Mitchell Baumann’s goal at the 6:08 mark of overtime gave the Ice Dogs a 2-1 win in Friday’s Game One. Koby Bender had tied the game for the Wilderness at the 7:08 mark of the third period.

“I think we had more Grade A chances than they did even though they outshot us,” Millen said. “The first 10 minutes went really well, we were controlling the game territorially, and then they scored on their first shot. But we battled hard and had a lot of good chances.”

The following night, the Wilderness allowed the game-winning goal while skating two men short in overtime - a source of quiet frustration for Millen.

“The referees in the league are young, too, and you have to remember to have patience with them,” Millen said. “But we haven’t had a lot of luck in power plays lately and being down two men in overtime isn’t good.”

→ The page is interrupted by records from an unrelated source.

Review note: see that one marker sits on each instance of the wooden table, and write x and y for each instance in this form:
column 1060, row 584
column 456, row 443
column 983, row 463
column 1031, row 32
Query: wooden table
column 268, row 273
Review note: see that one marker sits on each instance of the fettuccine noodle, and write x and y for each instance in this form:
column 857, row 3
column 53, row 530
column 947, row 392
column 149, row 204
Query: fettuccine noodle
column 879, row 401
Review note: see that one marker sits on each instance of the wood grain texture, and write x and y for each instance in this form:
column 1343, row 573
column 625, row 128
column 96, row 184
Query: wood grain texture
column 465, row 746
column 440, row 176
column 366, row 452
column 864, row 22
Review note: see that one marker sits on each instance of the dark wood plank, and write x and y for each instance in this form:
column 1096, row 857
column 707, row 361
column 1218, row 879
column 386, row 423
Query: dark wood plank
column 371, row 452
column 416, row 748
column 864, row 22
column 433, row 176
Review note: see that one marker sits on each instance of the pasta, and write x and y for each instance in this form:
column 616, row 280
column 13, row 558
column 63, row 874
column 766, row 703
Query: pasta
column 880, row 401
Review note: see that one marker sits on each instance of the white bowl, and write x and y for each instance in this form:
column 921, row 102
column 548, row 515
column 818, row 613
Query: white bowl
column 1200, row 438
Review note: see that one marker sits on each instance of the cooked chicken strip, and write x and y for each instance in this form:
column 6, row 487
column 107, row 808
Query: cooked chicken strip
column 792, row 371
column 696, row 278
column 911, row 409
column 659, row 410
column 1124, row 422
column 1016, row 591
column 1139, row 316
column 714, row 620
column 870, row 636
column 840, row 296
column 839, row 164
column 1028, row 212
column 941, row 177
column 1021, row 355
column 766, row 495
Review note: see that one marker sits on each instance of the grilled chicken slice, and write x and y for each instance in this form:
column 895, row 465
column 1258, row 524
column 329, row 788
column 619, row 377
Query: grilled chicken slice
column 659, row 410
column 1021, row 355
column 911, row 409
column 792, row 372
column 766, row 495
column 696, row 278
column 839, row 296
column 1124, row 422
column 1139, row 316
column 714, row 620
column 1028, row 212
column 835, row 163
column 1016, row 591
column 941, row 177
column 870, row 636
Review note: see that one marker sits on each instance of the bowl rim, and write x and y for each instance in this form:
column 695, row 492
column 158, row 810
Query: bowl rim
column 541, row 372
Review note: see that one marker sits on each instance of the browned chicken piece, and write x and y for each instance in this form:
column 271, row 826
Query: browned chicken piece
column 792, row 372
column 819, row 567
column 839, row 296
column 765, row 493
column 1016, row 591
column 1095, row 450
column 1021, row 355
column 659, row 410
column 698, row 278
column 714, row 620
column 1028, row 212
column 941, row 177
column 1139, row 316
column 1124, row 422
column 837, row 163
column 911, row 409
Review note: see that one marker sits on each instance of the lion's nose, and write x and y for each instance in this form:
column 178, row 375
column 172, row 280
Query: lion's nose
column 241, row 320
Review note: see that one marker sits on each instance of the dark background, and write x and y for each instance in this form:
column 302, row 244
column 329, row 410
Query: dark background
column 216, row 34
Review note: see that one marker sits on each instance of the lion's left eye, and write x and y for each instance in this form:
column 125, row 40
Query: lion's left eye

Casey Gilling, who had scored in the first period, was sent off for cross-checking 52 seconds into the overtime, and Alex Toscano was called for tripping at 2:19. Then former Elk River star Reggie Lutz won the game for Fairbanks with a five-on-three power-play goal at 2:33.

“Our kill was good, but they got the five-on-three and that put us in a bad spot,” Millen said.

The Wilderness had killed off five previous Fairbanks power plays in the game, with the home team receiving the last four man-advantage opportunities of the game.


“I didn’t really see the first penalty (on Gilling) and the second was a trip that was a tough penalty to take in overtime,” Millen said.

That said, Millen is happy with his team’s play.

“Saturday, we out-chanced them and played really well. We could never get the lead and we responded on them twice. But now we take it one shift and one period at a time.”

Even though officiating isn’t going their way, the team can’t stop playing aggressively.

“We haven’t really done anything differently than anybody else,” Millen said. “You can’t stop playing aggressively. We’ve been unlucky at times but you always have to play hard.”

And now down 2-0, the team’s best game is vital on Friday night to stay in the series.

“We can always play better,” Millen said. “Based on what I’ve asked them to do, they’ve done great. That’s all you can ask. They’ve done what they’ve been told to do but we haven’t gotten a bounce that would lead to the results. Obviously we got them in the first round but they haven’t yet happened here.”

The way the “swing” series is set up, if the Wilderness force a fifth and deciding game, it would be played Sunday in Cloquet with Fairbanks as the “home” team.


“That’s the best scenario, to get three games on home ice,” Millen said. “We talk a little bit about it but really, right now it’s just one period at a time.”